Estas son sólo mis impresiones al terminar la lectura...obviamente ni soy crítico ni nada por el estilo. Sólo espero que sirva al autor al menos para saber las sensaciones que transmite.
Tienes razón, Easton, y ya he tomado nota de las sugerencias.
Me quedo también con una cosa muy positiva para mí: es ligero de leer y agradable. En mi novela ya me he parado más en las sensaciones y en otros puntos que me han ido señalando mis lectores y los compañeros del foro. el sufrimiento es mucho mayor, sin duda.

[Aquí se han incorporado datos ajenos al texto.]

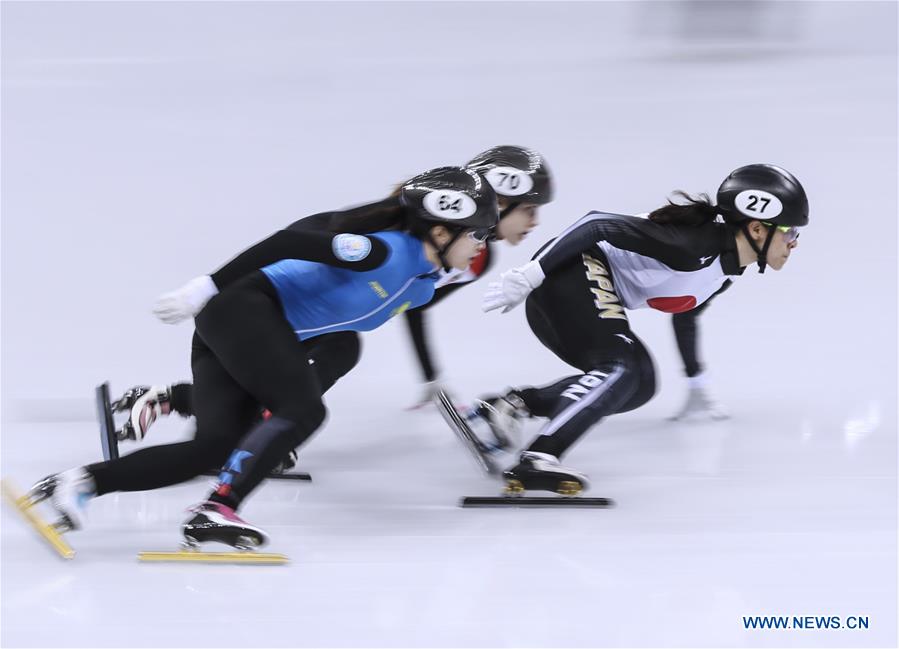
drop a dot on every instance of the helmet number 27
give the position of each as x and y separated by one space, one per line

Nunca termina uno de aprender.
Gracias por leerlo
Chao
A ver, con retraso, pero ya estoy aquí XDDD
Me ha gustado lo que cuentas y ese final que deja claro las pocas ganas de vivir de la protagonista creo que cierra bien el círculo. La pega que le encuentro es el cómo lo cuentas. A ver si consigo explicarme: has escogido narrarlo en primera persona y sin embargo me ha dado la impresión de estar contado desde fuera. No sé, es como si quedara tan explicativo que perdiera la fuerza de las emociones que está contándonos. Transmite lo mismo cuando empieza a contar la tormenta que cuando nos cuenta que su marido ha muerto. No sé si es un recurso buscado o no pero es la sensación que me ha dado, demasiada frialdad.
Un ejemplo:
El agua de la calle había arrastrado una furgoneta de algún vecino y la había estrellado contra la pared del salón, abriendo un boquete de un metro y medio de alto por medio de ancho. A los lados del agujero la pared se había resquebrajado. Gracias a Dios, la furgoneta se había quedado ahí, de tapón, y sólo entraba un chorro de agua no muy grande, que era lo que me había salpicado.

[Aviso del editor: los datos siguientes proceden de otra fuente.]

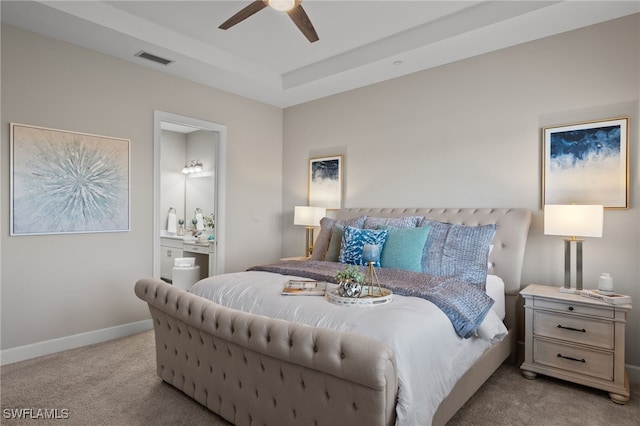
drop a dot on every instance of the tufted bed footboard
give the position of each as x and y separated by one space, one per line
252 370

Comprendo que lo que quieres es dejarle clara al lector la imagen de la escena pero a mi se me hace poco creíble que en un momento así, una madre se detenga a calcular las medidas del agujero y a fijarse en las grietas y que solo repare en lo que siente para explicar porqué estaba mojada.

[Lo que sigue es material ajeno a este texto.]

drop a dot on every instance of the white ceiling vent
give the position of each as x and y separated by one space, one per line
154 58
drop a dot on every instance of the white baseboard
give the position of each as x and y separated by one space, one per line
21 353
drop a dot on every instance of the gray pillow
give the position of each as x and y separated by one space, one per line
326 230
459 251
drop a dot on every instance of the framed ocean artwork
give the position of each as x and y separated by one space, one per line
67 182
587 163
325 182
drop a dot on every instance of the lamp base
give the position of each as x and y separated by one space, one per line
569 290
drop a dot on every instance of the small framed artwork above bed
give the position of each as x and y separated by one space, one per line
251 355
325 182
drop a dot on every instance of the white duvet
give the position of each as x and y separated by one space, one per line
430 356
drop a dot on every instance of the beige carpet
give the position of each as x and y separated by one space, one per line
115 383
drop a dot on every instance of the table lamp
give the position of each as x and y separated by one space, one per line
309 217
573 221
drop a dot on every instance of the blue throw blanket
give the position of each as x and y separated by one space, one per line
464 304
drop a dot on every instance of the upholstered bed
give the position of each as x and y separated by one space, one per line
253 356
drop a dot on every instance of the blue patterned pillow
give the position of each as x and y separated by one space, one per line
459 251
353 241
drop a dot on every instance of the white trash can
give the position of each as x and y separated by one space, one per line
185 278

No sé, ya te digo, me da la impresión de que el relato hubiese ganado muchísimo si el punto de vista de la protagonista hubiese sido más íntimo y menos explicativo. Pero en esto, como en todo, los gustos mandan
El relato se ve venir, es lo que te esperas de un tema como catástrofes naturales, y eso le habrá pesado. Por lo demás, se lee con agrado, quizá le falta un clímax, porque me parece un poco plano. Aún así tiene un final sentimental que no está mal, ese Muy pronto queda muy bien.